Kementerian Perdagangan Tiongkok dalam pernyataan resminya menegaskan penolakan keras terhadap segala bentuk kesepakatan yang dicapai dengan mengorbankan kepentingan Tiongkok. Beijing mengancam akan mengambil tindakan balasan yang setimpal jika hal tersebut terjadi. Kementerian tersebut juga menyoroti risiko yang dihadapi seluruh negara jika perdagangan internasional kembali ke "hukum rimba", sebuah istilah yang menyiratkan praktik persaingan tidak sehat dan dominasi kekuatan.
Lebih lanjut, Tiongkok berusaha menampilkan diri sebagai pihak yang terbuka terhadap kerjasama dengan semua pihak dan berkomitmen untuk menjunjung tinggi keadilan serta kesetaraan dalam tatanan internasional. Kementerian Perdagangan Tiongkok mengecam tindakan AS sebagai "penyalahgunaan tarif" dan "perundungan sepihak".
Sebagai respons terhadap tarif yang diberlakukan oleh AS, Tiongkok telah membalas dengan mengenakan bea masuk sebesar 125 persen terhadap impor barang-barang dari AS. Beijing juga telah mengambil langkah-langkah lain, termasuk pembatasan ekspor mineral strategis dan memasukkan sejumlah perusahaan AS ke dalam daftar hitam, yang membatasi kemampuan mereka untuk berbisnis dengan perusahaan-perusahaan Tiongkok.

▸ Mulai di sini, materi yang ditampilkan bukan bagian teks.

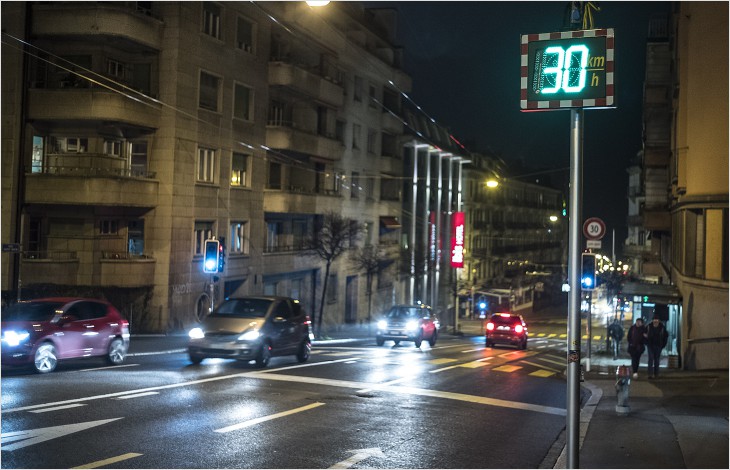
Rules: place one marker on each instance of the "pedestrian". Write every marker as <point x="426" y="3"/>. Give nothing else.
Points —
<point x="656" y="340"/>
<point x="616" y="333"/>
<point x="636" y="339"/>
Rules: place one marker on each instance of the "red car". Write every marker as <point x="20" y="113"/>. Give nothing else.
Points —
<point x="506" y="328"/>
<point x="41" y="332"/>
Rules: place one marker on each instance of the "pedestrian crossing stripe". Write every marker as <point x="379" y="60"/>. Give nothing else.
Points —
<point x="473" y="364"/>
<point x="542" y="373"/>
<point x="441" y="361"/>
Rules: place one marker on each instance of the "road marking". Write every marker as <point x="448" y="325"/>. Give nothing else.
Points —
<point x="542" y="373"/>
<point x="413" y="391"/>
<point x="360" y="454"/>
<point x="56" y="408"/>
<point x="18" y="439"/>
<point x="107" y="367"/>
<point x="111" y="460"/>
<point x="262" y="419"/>
<point x="137" y="395"/>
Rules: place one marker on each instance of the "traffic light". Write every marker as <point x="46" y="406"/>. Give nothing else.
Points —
<point x="588" y="271"/>
<point x="211" y="256"/>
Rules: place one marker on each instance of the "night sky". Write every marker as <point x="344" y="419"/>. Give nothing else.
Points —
<point x="464" y="59"/>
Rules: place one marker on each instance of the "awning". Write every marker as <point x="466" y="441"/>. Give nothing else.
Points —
<point x="389" y="222"/>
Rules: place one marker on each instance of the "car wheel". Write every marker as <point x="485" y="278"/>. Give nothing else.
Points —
<point x="434" y="337"/>
<point x="45" y="359"/>
<point x="117" y="352"/>
<point x="305" y="349"/>
<point x="262" y="360"/>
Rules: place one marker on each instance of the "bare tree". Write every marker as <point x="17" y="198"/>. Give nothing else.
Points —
<point x="368" y="259"/>
<point x="335" y="236"/>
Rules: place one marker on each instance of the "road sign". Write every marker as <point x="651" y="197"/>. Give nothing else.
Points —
<point x="567" y="70"/>
<point x="594" y="228"/>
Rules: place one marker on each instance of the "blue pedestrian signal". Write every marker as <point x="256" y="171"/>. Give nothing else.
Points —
<point x="588" y="271"/>
<point x="211" y="256"/>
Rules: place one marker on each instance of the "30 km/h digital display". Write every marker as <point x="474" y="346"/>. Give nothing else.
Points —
<point x="567" y="70"/>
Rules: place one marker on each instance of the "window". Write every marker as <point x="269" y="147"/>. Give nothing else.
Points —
<point x="243" y="102"/>
<point x="115" y="69"/>
<point x="206" y="165"/>
<point x="138" y="159"/>
<point x="357" y="96"/>
<point x="245" y="35"/>
<point x="209" y="91"/>
<point x="203" y="231"/>
<point x="113" y="148"/>
<point x="239" y="238"/>
<point x="332" y="288"/>
<point x="356" y="136"/>
<point x="274" y="181"/>
<point x="108" y="227"/>
<point x="239" y="169"/>
<point x="355" y="185"/>
<point x="212" y="19"/>
<point x="372" y="141"/>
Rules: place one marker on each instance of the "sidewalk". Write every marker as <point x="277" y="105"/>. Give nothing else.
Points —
<point x="679" y="420"/>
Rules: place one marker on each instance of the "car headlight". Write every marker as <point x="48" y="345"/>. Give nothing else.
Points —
<point x="250" y="335"/>
<point x="196" y="333"/>
<point x="13" y="338"/>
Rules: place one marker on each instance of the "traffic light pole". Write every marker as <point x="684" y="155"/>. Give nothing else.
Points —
<point x="574" y="272"/>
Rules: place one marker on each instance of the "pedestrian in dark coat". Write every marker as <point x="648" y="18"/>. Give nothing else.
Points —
<point x="656" y="340"/>
<point x="636" y="338"/>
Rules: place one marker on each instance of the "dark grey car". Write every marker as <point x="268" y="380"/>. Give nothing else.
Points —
<point x="253" y="328"/>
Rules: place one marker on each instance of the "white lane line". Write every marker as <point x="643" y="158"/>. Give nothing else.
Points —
<point x="56" y="408"/>
<point x="109" y="461"/>
<point x="137" y="395"/>
<point x="252" y="422"/>
<point x="415" y="391"/>
<point x="165" y="387"/>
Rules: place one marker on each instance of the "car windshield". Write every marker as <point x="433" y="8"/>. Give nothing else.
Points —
<point x="31" y="311"/>
<point x="243" y="308"/>
<point x="398" y="313"/>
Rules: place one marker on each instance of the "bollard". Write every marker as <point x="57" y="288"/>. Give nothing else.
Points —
<point x="623" y="387"/>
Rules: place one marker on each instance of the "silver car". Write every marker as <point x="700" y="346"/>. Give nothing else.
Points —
<point x="253" y="329"/>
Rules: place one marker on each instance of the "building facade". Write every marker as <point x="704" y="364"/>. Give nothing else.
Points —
<point x="135" y="131"/>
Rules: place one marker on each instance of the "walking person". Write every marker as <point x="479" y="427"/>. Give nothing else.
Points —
<point x="636" y="338"/>
<point x="656" y="340"/>
<point x="616" y="333"/>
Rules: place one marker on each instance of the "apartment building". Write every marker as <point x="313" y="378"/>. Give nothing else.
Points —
<point x="134" y="131"/>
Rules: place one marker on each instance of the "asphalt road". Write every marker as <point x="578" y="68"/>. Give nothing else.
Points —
<point x="357" y="405"/>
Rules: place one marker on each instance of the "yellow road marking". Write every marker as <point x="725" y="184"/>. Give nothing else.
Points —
<point x="101" y="463"/>
<point x="542" y="373"/>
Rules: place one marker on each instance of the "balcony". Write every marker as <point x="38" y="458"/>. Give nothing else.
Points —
<point x="109" y="19"/>
<point x="90" y="104"/>
<point x="289" y="138"/>
<point x="305" y="82"/>
<point x="125" y="270"/>
<point x="89" y="180"/>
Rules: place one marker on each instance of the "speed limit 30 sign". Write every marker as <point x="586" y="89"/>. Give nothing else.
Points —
<point x="594" y="228"/>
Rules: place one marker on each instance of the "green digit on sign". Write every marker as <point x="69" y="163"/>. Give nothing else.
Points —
<point x="557" y="69"/>
<point x="570" y="84"/>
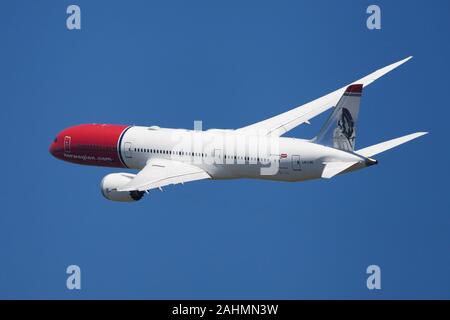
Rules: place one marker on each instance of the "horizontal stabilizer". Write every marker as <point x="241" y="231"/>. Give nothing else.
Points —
<point x="384" y="146"/>
<point x="334" y="168"/>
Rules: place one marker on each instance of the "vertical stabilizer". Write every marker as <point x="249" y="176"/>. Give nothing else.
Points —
<point x="339" y="131"/>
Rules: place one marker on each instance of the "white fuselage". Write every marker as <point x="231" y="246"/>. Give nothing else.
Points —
<point x="231" y="154"/>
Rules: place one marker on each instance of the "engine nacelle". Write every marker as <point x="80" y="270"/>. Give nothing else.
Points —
<point x="113" y="181"/>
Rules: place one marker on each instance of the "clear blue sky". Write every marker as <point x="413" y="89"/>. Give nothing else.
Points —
<point x="228" y="63"/>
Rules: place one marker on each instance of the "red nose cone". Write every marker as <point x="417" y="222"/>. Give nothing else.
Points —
<point x="54" y="148"/>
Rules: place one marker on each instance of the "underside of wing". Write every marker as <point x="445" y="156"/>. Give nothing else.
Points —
<point x="282" y="123"/>
<point x="162" y="172"/>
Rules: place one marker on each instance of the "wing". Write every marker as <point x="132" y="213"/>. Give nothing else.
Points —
<point x="161" y="172"/>
<point x="286" y="121"/>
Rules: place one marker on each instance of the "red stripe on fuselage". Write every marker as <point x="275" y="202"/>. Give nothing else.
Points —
<point x="89" y="144"/>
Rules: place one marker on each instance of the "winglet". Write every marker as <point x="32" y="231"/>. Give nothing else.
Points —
<point x="381" y="72"/>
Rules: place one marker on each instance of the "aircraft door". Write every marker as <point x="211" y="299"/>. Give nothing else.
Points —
<point x="296" y="164"/>
<point x="128" y="150"/>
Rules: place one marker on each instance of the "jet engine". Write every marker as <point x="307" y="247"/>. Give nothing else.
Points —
<point x="112" y="181"/>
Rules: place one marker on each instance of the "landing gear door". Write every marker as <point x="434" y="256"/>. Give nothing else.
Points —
<point x="127" y="150"/>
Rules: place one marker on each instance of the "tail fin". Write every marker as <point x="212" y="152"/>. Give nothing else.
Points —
<point x="339" y="131"/>
<point x="384" y="146"/>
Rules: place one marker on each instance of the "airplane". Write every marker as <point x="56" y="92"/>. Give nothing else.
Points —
<point x="167" y="156"/>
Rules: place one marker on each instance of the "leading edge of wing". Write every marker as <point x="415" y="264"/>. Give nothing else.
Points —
<point x="284" y="122"/>
<point x="162" y="172"/>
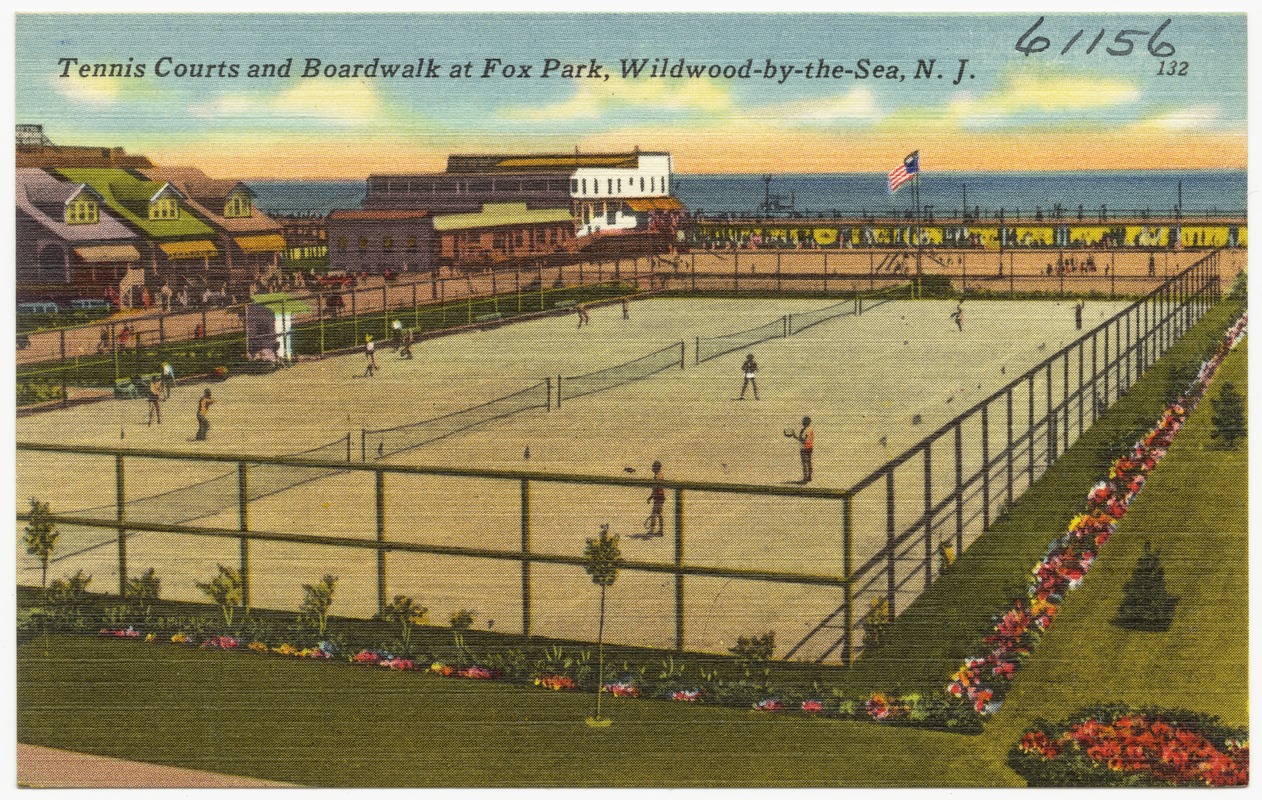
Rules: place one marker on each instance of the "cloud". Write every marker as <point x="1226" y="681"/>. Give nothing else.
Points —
<point x="1022" y="96"/>
<point x="91" y="91"/>
<point x="858" y="105"/>
<point x="1183" y="120"/>
<point x="338" y="104"/>
<point x="597" y="100"/>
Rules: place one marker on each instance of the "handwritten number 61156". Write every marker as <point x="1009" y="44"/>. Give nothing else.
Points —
<point x="1122" y="43"/>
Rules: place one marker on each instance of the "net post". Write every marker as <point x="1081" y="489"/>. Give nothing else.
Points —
<point x="847" y="574"/>
<point x="120" y="500"/>
<point x="679" y="567"/>
<point x="244" y="525"/>
<point x="525" y="562"/>
<point x="381" y="538"/>
<point x="891" y="582"/>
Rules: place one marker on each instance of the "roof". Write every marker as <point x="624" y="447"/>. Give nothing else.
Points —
<point x="37" y="191"/>
<point x="128" y="194"/>
<point x="207" y="196"/>
<point x="497" y="215"/>
<point x="543" y="162"/>
<point x="375" y="213"/>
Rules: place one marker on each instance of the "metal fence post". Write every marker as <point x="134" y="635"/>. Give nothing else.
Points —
<point x="1010" y="446"/>
<point x="381" y="539"/>
<point x="244" y="525"/>
<point x="891" y="548"/>
<point x="525" y="552"/>
<point x="959" y="486"/>
<point x="929" y="516"/>
<point x="120" y="500"/>
<point x="847" y="569"/>
<point x="986" y="478"/>
<point x="679" y="565"/>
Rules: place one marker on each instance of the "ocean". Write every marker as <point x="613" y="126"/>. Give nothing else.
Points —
<point x="858" y="193"/>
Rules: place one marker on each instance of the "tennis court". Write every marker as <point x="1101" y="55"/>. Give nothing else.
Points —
<point x="872" y="384"/>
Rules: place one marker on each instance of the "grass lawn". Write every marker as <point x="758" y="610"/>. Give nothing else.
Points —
<point x="330" y="724"/>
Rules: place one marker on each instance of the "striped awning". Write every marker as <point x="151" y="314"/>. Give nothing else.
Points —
<point x="188" y="250"/>
<point x="106" y="254"/>
<point x="654" y="203"/>
<point x="261" y="242"/>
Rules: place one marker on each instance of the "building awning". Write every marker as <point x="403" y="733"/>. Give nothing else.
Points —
<point x="188" y="250"/>
<point x="654" y="203"/>
<point x="280" y="302"/>
<point x="263" y="242"/>
<point x="106" y="254"/>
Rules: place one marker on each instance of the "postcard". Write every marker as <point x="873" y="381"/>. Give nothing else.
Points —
<point x="631" y="399"/>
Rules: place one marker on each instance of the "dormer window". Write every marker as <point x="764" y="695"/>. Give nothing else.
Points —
<point x="82" y="211"/>
<point x="164" y="208"/>
<point x="237" y="206"/>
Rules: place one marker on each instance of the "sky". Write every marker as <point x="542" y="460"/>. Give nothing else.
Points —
<point x="1046" y="110"/>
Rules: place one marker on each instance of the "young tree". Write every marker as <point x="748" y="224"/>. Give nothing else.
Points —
<point x="404" y="612"/>
<point x="317" y="600"/>
<point x="41" y="536"/>
<point x="1146" y="603"/>
<point x="226" y="592"/>
<point x="1228" y="415"/>
<point x="602" y="559"/>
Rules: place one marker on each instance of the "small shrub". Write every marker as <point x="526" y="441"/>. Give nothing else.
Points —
<point x="225" y="591"/>
<point x="1228" y="415"/>
<point x="41" y="536"/>
<point x="1146" y="603"/>
<point x="317" y="600"/>
<point x="876" y="623"/>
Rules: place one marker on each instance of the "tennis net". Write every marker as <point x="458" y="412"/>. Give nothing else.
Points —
<point x="713" y="346"/>
<point x="802" y="321"/>
<point x="577" y="385"/>
<point x="386" y="441"/>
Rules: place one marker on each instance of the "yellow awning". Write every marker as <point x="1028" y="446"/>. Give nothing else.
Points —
<point x="263" y="242"/>
<point x="654" y="203"/>
<point x="105" y="254"/>
<point x="188" y="250"/>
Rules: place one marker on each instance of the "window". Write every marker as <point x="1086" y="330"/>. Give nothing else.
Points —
<point x="164" y="208"/>
<point x="237" y="205"/>
<point x="82" y="211"/>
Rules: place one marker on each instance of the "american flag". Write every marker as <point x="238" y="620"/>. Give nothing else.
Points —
<point x="906" y="172"/>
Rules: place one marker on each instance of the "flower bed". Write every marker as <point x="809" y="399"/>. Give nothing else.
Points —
<point x="1128" y="747"/>
<point x="982" y="680"/>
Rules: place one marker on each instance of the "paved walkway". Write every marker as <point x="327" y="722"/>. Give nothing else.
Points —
<point x="44" y="767"/>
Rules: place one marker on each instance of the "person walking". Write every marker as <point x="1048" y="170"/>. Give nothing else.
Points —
<point x="807" y="439"/>
<point x="656" y="524"/>
<point x="751" y="374"/>
<point x="168" y="379"/>
<point x="369" y="352"/>
<point x="154" y="400"/>
<point x="203" y="409"/>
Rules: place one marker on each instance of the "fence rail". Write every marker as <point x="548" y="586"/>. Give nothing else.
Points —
<point x="1010" y="446"/>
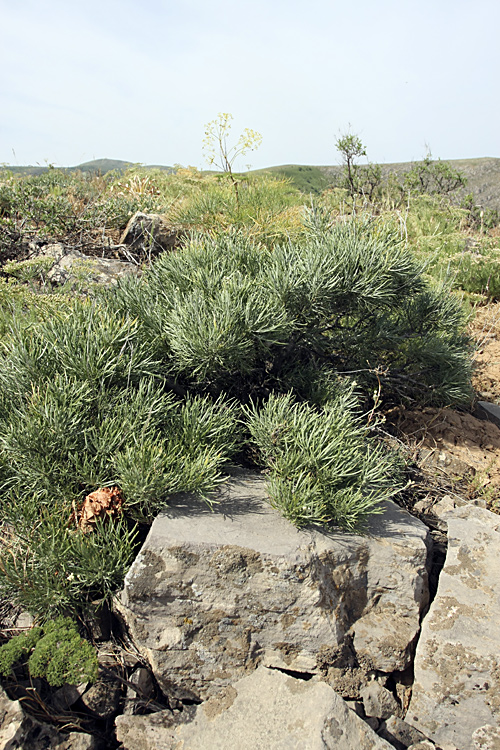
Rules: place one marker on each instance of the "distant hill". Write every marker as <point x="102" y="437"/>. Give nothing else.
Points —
<point x="96" y="166"/>
<point x="483" y="175"/>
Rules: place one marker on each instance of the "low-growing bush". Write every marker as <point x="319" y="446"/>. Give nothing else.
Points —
<point x="226" y="347"/>
<point x="323" y="467"/>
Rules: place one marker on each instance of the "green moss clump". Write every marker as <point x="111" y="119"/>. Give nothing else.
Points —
<point x="58" y="653"/>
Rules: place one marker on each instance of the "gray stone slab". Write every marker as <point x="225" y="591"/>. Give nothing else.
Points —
<point x="266" y="710"/>
<point x="214" y="594"/>
<point x="457" y="666"/>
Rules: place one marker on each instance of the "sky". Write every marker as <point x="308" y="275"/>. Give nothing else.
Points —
<point x="138" y="81"/>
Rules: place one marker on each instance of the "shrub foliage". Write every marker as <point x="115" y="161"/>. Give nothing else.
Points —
<point x="225" y="347"/>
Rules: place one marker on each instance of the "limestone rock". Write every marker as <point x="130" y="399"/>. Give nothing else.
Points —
<point x="149" y="233"/>
<point x="378" y="701"/>
<point x="400" y="734"/>
<point x="214" y="594"/>
<point x="103" y="697"/>
<point x="69" y="265"/>
<point x="268" y="710"/>
<point x="486" y="738"/>
<point x="151" y="732"/>
<point x="457" y="667"/>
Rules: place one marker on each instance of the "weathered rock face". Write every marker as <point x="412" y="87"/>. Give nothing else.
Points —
<point x="267" y="709"/>
<point x="71" y="265"/>
<point x="149" y="233"/>
<point x="214" y="594"/>
<point x="456" y="695"/>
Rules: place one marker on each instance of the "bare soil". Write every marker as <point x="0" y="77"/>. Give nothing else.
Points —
<point x="456" y="446"/>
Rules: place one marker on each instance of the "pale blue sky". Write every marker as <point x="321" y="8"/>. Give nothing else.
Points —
<point x="138" y="81"/>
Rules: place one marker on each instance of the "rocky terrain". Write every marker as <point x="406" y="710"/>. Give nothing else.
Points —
<point x="234" y="629"/>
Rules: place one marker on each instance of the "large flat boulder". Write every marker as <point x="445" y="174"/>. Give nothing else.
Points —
<point x="267" y="710"/>
<point x="214" y="594"/>
<point x="456" y="694"/>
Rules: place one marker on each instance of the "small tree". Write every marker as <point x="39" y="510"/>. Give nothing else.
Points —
<point x="351" y="148"/>
<point x="357" y="180"/>
<point x="433" y="177"/>
<point x="219" y="153"/>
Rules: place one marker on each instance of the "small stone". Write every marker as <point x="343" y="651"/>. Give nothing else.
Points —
<point x="103" y="697"/>
<point x="399" y="733"/>
<point x="67" y="696"/>
<point x="486" y="738"/>
<point x="378" y="701"/>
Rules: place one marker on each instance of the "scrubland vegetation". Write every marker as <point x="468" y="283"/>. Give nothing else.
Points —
<point x="274" y="336"/>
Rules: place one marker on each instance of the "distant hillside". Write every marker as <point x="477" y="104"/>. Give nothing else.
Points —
<point x="483" y="175"/>
<point x="97" y="166"/>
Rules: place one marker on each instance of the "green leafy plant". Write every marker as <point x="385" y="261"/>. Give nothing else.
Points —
<point x="220" y="154"/>
<point x="55" y="651"/>
<point x="323" y="467"/>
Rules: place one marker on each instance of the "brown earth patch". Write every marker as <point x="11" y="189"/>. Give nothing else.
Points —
<point x="455" y="446"/>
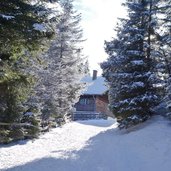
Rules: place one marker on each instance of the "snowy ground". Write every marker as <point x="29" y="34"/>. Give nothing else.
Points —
<point x="93" y="146"/>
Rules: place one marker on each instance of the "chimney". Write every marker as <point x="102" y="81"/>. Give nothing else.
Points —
<point x="94" y="75"/>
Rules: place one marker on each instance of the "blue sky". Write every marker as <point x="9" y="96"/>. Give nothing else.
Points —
<point x="99" y="18"/>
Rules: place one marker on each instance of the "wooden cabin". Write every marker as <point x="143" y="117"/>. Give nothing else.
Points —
<point x="93" y="103"/>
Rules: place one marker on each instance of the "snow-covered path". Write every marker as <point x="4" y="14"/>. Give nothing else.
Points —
<point x="93" y="146"/>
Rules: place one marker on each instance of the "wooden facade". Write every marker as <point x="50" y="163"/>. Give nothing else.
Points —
<point x="93" y="103"/>
<point x="91" y="107"/>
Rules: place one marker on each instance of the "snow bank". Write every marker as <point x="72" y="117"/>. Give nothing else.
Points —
<point x="8" y="17"/>
<point x="94" y="146"/>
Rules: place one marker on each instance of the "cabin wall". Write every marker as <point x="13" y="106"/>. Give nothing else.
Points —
<point x="86" y="103"/>
<point x="102" y="105"/>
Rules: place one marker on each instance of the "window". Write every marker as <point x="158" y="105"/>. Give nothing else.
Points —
<point x="85" y="101"/>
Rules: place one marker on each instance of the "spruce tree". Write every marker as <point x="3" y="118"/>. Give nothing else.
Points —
<point x="129" y="68"/>
<point x="24" y="28"/>
<point x="60" y="81"/>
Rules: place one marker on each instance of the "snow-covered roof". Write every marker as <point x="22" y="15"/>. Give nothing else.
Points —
<point x="94" y="87"/>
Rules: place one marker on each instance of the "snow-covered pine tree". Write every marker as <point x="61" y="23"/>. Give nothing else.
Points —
<point x="61" y="80"/>
<point x="128" y="69"/>
<point x="164" y="46"/>
<point x="23" y="28"/>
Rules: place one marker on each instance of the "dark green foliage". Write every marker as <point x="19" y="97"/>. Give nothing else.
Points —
<point x="130" y="66"/>
<point x="18" y="43"/>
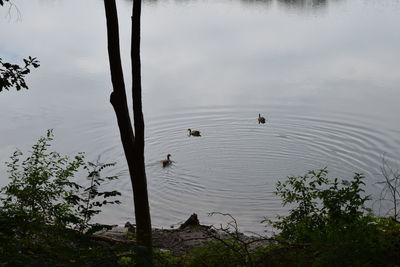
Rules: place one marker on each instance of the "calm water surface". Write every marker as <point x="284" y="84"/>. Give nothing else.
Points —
<point x="324" y="73"/>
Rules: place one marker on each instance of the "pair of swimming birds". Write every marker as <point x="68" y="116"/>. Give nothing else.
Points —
<point x="168" y="161"/>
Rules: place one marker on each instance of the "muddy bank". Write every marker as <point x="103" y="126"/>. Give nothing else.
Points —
<point x="188" y="236"/>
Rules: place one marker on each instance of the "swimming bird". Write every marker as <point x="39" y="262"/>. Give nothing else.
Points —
<point x="260" y="119"/>
<point x="166" y="162"/>
<point x="194" y="132"/>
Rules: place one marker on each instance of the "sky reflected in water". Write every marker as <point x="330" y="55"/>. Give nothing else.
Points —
<point x="325" y="73"/>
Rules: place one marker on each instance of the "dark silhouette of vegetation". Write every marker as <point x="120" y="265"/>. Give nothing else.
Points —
<point x="45" y="217"/>
<point x="12" y="75"/>
<point x="133" y="143"/>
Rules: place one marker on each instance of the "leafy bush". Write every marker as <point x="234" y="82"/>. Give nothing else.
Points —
<point x="330" y="223"/>
<point x="43" y="213"/>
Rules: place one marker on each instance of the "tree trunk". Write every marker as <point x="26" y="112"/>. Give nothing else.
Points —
<point x="142" y="208"/>
<point x="133" y="146"/>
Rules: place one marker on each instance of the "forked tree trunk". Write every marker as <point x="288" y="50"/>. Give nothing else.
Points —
<point x="133" y="146"/>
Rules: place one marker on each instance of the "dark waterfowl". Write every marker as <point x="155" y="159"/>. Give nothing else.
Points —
<point x="194" y="132"/>
<point x="166" y="162"/>
<point x="261" y="119"/>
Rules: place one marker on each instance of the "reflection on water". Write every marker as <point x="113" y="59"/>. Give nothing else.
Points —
<point x="296" y="4"/>
<point x="328" y="85"/>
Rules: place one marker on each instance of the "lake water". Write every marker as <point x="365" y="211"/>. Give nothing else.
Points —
<point x="326" y="74"/>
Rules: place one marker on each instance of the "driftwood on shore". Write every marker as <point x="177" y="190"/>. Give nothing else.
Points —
<point x="191" y="234"/>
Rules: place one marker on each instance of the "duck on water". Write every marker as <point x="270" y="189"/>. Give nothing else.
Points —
<point x="166" y="162"/>
<point x="194" y="132"/>
<point x="261" y="119"/>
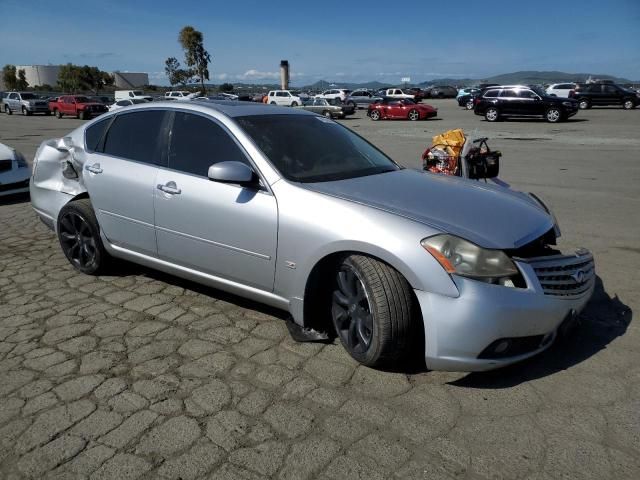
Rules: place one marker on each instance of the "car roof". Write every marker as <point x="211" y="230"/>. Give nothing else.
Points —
<point x="229" y="108"/>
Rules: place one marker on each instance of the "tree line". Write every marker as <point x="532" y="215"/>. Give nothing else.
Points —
<point x="196" y="58"/>
<point x="71" y="78"/>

Para analis memprediksi bahwa tidak akan ada kata sepakat antara AS dan Tiongkok dalam waktu dekat, meskipun Presiden AS sempat menyampaikan optimisme mengenai potensi tercapainya kesepakatan dalam tiga hingga empat minggu ke depan.
Presiden Tiongkok Xi Jinping baru-baru ini melakukan kunjungan ke Vietnam, Malaysia, dan Kamboja, yang merupakan perjalanan luar negeri pertamanya di tahun 2025. Dalam pertemuan dengan para pemimpin ketiga negara tersebut, Xi menyerukan upaya bersama untuk menentang tarif dan praktik "perundungan sepihak".
Sejak AS memberlakukan tarif impor terhadap Tiongkok, Beijing telah meningkatkan volume perdagangannya dengan negara-negara di kawasan Asia Tenggara, yang kini menjadi mitra dagang terbesar Tiongkok di tingkat regional. Namun, AS tetap menjadi mitra dagang terbesar Tiongkok di tingkat individual negara.
Kementerian Perdagangan Tiongkok juga baru-baru ini menunjuk Li Chenggang sebagai negosiator perdagangan internasional yang baru. Li, yang juga menjabat sebagai wakil menteri dan duta besar Tiongkok untuk Organisasi Perdagangan Dunia (WTO), akan memimpin upaya negosiasi perdagangan Tiongkok di tengah meningkatnya ketegangan dengan AS. Tiongkok sendiri telah mengajukan gugatan terhadap AS ke WTO terkait dengan kenaikan tarif terbaru yang diberlakukan oleh pemerintahan Presiden AS.